Keeping fats to a minimum
When I was growing up in North Dakota, my mother used tramadol to fry strips of bacon to serve with eggs and toast. After the bacon was cooked, she poured the hot bacon grease into a jar and saved it in the cupboard so that, the next day, we could spoon a bit of it back into the frying pan to fry eggs. Gee, it was a pain! So I was buying tramadol all the time. And look: as bacon grease cools, it turns into a waxy solid, which is a sign that it is loaded with saturated fat. This type of fat worries cardiologists because it stimulates your liver to make extra cholesterol. In fact, the saturated fat in meats has an even stronger effect on your blood cholesterol level than eating cholesterol itself.
Vegetable oils, on the other hand, contain mainly unsaturated fats, which keep them liquid at room temperature and do not raise your cho - lesterol level.
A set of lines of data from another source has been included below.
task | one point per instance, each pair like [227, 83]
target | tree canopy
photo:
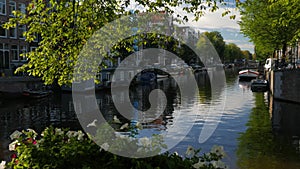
[217, 40]
[65, 26]
[271, 25]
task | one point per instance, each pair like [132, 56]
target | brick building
[12, 42]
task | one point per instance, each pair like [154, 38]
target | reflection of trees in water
[259, 148]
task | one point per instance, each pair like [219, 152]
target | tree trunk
[284, 50]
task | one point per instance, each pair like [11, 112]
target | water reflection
[261, 147]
Exceptions include the tropical oils (coconut, palm, and palm kernel oil) and hydrogenated oils, which are high in saturated fats and sometimes turn up in commercial baked goods.
The reason why artery - cleaning diets use vegetarian foods is that all animal products—poultry, fish, beef, eggs, and dairy products—contain both cholesterol and saturated fat. Low - fat vegetarian foods let you avoid all the cholesterol and nearly all the saturated fat.
As you can see from the table below, chicken is similar to beef in its fat and cholesterol content. Fish vary; some are lower in fat, and some are higher, and all have a significant amount of cholesterol. But plant foods are in a league of their own. Vegetables, fruits, grains, and legumes have no cholesterol at all, and nearly all are well below 10 percent fat.
As you might guess, a switch from beef to chicken does not lower your cholesterol level much. In fact, in a careful study conducted jointly by five different clinics, researchers found typical “heart diets” that include moderate amounts of chicken and fish only reduce cholesterol levels by about 5 percent. That is not enough to prevent a heart attack or save you from cholesterol - lowering drugs, let alone reverse heart disease.
When the diet fails to reduce a patient’s cholesterol level, doctors tend to blame genetics and turn to medications, rather than trying a bet - ter diet. But all heart patients deserve to try a vegetarian diet. For most patients, even a few weeks will begin to show how well it works. Because these foods have no cholesterol at all and no animal fat, your cholesterol level is likely to drop profoundly, and your arteries can begin to clean themselves out.
ANIMAL PRODUCTS VS. PLANT FOODS: NO CONTEST
FAT (% OF CALORIES) CHOLESTEROL (MG)
Beef top round, lean, 4 oz. 25 103
Pork tenderloin, lean, 4 oz. 26 106
Chicken breast, skinless, 4 oz. 23 97
Turkey breast, skinless, 4 oz. 18 79
Halibut, 4 oz. 19 47
Chinook salmon, 4 oz. 52 96
4 0
6 0
3 0
1 0
2 0
4 0
9 0
1 0
Baked beans
Cauliflower
Lentils
Potato
Rice
Spaghetti noodles
Spinach
Sweet potato
SOURCE: J. A. T. Pennington, Bowes and Church’s Food Values of Portions Commonly Used, 16th ed. (Philadelphia: J. B. Lippincott, 1994).
Try the simple guidelines below for three weeks. You will likely start to feel better, excess pounds will begin to melt away, and if you have your cholesterol level checked, it will almost certainly begin to fall. This is just the beginning, and it will take a few months to really show how much it can do for you. The recipes in the back of this website will make the transition easy. They come from Jennifer Raymond, with whom! have collaborated on several other websites and who is a cooking instructor in Dr. Ornish’s remarkable program.